1. Pure gonadal agenesis: In this condition the testes or ovaries have never developed. The affected individuals have streak gonads [ovaries or testes].

2. Gonadal dysgenesis: In this condition, the external sexual structures are appropriate to the phenotype, but at puberty the testes or the ovaries fail to develop. Two common syndromes that are well known in this category are:
a) Klinefelter’s syndrome: The phenotype is male but the sex chromosome pattern is XXY (47 chromosomes). Features that are seen are gynecomastia, azoospermia, low levels of testosterone, sterility, increased urinary gonodotrophins and increased height. Histology of the gonads shows testicular atrophy with hyalinization of seminiferous tubules.

b) Turner’s syndrome: The phenotype is female and the chromosome pattern is XO. This syndrome is characterized by primary amenorrhoea, sterility, lack of development of primary and secondary sexual characteristics, increased urinary gonadotrophin excretion, pigmented naevi, a short fourth metatarsal, webbed neck and wide set nipples.

3. True hermaphroditism: [as is the case here] It is a rare condition of bisexuality characterized by the presence of an ovary and a testicle or two ovotestes in the affected individual. The external genitalia may be of either sex. The uterus may be absent or rudimentary. Phallus may be penile or clitoral. Neither gonad is completely functional.

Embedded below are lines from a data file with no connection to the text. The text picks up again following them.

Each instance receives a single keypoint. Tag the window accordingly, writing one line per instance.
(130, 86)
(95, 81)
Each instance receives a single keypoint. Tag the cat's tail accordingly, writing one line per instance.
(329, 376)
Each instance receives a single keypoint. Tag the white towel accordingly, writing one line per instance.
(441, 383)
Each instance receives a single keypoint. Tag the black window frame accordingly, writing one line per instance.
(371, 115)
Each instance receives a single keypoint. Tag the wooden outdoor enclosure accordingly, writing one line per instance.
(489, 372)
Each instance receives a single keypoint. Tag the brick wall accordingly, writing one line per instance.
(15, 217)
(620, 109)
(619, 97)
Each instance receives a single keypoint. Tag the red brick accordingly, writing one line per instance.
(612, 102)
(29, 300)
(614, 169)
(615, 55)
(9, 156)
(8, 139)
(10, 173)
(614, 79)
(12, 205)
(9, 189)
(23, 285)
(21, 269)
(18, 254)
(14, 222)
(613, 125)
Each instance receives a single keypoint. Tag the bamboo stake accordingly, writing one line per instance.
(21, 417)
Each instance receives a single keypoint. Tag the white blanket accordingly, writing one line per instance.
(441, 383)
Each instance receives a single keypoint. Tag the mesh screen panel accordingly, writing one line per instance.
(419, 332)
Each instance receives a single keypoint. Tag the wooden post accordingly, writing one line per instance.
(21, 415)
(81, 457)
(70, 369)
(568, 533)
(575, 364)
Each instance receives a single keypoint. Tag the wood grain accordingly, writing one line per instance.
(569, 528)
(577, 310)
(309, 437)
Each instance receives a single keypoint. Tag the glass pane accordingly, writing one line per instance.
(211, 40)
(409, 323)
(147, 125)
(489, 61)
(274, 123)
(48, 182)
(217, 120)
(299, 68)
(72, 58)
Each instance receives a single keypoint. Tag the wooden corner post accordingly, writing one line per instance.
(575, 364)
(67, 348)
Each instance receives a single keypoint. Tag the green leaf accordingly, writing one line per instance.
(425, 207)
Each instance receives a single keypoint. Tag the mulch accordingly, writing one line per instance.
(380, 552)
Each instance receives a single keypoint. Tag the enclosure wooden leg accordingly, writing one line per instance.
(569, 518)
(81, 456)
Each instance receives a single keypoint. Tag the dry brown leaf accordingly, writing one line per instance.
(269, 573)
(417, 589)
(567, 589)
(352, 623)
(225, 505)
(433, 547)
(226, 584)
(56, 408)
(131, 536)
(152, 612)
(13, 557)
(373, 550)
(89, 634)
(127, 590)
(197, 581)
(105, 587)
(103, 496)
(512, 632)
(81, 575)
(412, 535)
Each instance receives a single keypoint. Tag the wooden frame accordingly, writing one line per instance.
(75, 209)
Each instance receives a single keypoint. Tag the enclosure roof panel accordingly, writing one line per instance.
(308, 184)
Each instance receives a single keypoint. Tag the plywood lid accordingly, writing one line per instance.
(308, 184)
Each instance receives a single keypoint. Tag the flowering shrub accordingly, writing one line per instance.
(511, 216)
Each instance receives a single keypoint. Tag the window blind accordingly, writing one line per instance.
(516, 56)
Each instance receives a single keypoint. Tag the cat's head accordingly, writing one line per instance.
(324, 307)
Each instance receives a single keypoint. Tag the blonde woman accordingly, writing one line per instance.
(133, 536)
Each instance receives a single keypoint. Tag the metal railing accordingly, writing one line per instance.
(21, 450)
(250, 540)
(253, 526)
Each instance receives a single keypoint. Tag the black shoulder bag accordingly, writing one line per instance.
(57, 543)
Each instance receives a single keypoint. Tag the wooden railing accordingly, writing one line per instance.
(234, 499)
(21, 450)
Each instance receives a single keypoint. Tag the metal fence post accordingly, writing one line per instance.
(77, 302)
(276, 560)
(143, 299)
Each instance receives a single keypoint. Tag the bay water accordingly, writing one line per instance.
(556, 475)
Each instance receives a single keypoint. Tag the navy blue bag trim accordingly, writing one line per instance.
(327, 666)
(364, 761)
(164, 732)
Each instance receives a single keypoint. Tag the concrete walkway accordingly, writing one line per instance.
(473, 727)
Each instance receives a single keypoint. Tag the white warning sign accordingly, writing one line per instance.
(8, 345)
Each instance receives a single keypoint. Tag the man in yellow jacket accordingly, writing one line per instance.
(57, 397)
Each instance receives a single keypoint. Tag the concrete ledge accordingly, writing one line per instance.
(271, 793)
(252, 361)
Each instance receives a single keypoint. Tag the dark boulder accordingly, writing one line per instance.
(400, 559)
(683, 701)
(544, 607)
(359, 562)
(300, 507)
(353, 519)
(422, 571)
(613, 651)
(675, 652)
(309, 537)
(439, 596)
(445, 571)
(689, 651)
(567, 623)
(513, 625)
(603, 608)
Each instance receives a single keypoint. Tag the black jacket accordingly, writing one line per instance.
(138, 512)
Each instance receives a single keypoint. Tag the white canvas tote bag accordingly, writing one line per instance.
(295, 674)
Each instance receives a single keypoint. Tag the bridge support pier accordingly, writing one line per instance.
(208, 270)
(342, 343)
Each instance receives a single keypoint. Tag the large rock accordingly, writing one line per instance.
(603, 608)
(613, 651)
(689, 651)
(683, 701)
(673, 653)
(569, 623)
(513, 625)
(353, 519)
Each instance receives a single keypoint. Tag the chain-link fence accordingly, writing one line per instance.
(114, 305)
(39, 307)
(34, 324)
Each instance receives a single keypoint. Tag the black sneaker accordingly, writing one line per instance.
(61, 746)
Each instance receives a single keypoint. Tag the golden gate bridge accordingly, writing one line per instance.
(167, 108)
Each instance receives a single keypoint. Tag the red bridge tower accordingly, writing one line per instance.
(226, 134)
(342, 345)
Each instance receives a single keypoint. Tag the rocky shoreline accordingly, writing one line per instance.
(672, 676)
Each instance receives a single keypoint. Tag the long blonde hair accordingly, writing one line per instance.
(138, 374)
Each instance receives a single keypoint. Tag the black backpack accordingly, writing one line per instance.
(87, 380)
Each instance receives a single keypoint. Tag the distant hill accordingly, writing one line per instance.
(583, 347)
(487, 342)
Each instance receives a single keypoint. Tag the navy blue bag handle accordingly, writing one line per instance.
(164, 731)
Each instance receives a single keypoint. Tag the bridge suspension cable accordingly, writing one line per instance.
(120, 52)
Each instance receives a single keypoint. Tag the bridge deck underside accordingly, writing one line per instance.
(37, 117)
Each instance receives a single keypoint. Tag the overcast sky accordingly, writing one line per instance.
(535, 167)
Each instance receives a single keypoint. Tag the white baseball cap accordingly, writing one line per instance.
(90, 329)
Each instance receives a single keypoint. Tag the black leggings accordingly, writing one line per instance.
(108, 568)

4. Pseudo- hermaphroditism: In this condition the gonadal tissue of only one sex is seen internally, but external appearance is of the opposite sex.

a. Male pseudohermaphroditism:
- the genetic sex is XY.
- the gonads are exclusively testes.
- the external genitalia are either ambiguous or completely female. 
Male pseudohermaphroditism can occur due to many reasons, common to all of which is defective virilization of the male embryo. Complete androgen insensitivity syndrome is the most common form, resulting from a mutation in the gene for the androgen receptor. This disorder is inherited as X linked recessive. Its management involves corrective surgery of the genitalia and removal of the testes. Estrogen therapy is begun at the appropriate age to allow development of normal female secondary sex characters.

b. Female pseudohermaphroditism:
- The genetic sex is XX. 
-  The gonads are ovaries.
- The external genitalia is ambiguous or virilized.
Female pseudohermaphroditism occurs due to excessive and inappropriate exposure to androgenic steroids during the early part of gestation. The most common condition is congenital adrenal hyperplasia (autosomal recessive trait) that occurs due to classic 21 hydoxylase deficiency. Its manifestations include hypertrophy of the clitoris, partial fusion of labioscrotal folds and variable virilization of the urethra. Its management involves surgical correction of the external genitalia and treatment with appropriate glucocorticoids to prevent the consequences of its deficiency and arrest rapid virilization.